I argue in more detail here why that is the best lawful way to salvage a fair investigation from the wreckage wrought by the Shemia Fagan and her office.
Fagan’s other conflict of interest
Willamette Week’s Sophie Peel yesterday dropped the bombshell story that Oregon Secretary of State Shemia Fagan took on private consulting work for alleged tax-evading cannabis business La Mota. La Mota and its owners have been big campaign donors to Fagan, Oregon Governor Tina Kotek and other Democrat powers-that-be. Fagan says she recused herself from her office’s audit of the Oregon Liquor and Cannabis Commission’s regulation of cannabis in the state on account of the conflict of interest posed by the consulting job.
Given the DPO donation saga, it is not surprising that Fagan would enter into personal and political financial arrangements that call into question her ability to do her full-time job of Secretary of State fairly. What is surprising, in that context, is that she chose to recuse herself from the cannabis audit, in recognition of that conflict.
A similar conflict applies to Fagan’s office in relation to its DPO investigation. That she and her office continue to pretend they are neutrals in that investigation, in light of everything we now know, is an outrage.
Oregonians should not stand for it.
This is all a scam.
I say this as a longtime Democrat, an active member of the Democratic Party, a superdelegate to the Democratic national convention and an elected member of my county's Democratic Central Committee (in Astoria) for decades. And I STILL haven't changed sides.
But the sheer corruption on display surrounding the FTX contribution, the illegal activities of soon-to-be former SecState Shemia Fagan, the kabuki leadership of new Governor Tina Kotek and the non-action of the most politicized AG in Oregon history - Ellen Rosenblum, is breathtaking.
The greed of former Gov.
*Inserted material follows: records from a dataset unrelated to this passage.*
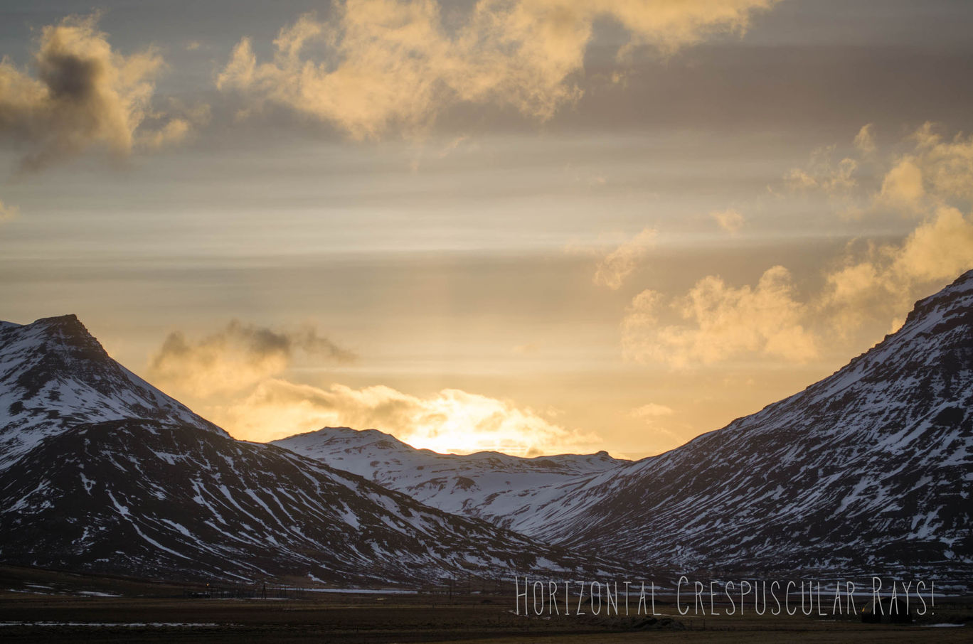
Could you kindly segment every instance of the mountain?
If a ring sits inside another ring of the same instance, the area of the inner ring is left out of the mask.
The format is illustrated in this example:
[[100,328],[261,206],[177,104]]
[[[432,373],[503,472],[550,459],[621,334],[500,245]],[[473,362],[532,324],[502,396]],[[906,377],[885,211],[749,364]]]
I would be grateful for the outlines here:
[[630,462],[606,451],[536,458],[496,451],[441,454],[416,449],[377,429],[347,427],[326,427],[272,445],[354,472],[435,508],[515,530],[531,528],[538,517],[523,509],[549,488]]
[[830,377],[635,462],[549,457],[550,471],[515,478],[506,470],[529,462],[480,468],[488,456],[430,454],[374,430],[276,444],[580,552],[973,587],[973,271]]
[[76,424],[132,417],[225,434],[112,360],[74,315],[0,322],[0,471]]
[[0,342],[4,563],[342,585],[612,569],[236,441],[115,363],[74,316],[3,323]]
[[684,569],[973,586],[973,271],[830,377],[575,493],[532,535]]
Kitzhaber's dazzling companion 8 years ago that led to his forced resignation pales by comparison with what it happening today.
1) The FTX scandal is sending a lot of people to prison, and the DPO cannot return the dirty half million because they already spent it!
2) The overt politicization of the Office of SecState, which has until Kate Brown's tenure was covered in glory, from Democrats like Phil Keisling to Republicans like Dennis Richardson. Clearly, the office needs to be made non-partisan (like judges an d DAs were in Oregon in the '70s)/
3) A special state prosecutor - and a referral to the US Attorney - is a MUST for actions including, but not limited to
A) The deliberate interference with the cannabis audit by Fagan
B) the firing of the former Deputy Secretary of State
C) Accepting money to act as a "no-show consultant" for the pot empire
D) Trying to steer state policy towards true masters - the owners of LA MOTA.
The special prosecutor will need the authority to proceed across county lines, which can be accomplished by an appointment by the Chief Justice of the Oregon Supreme Court. That prosecutor will need investigators, and the best place they can be plucked is from the Oregon State Police.
The level of and shamelessness of corruption in the top levels of.the democratic party would make Edwin Edwards jealous.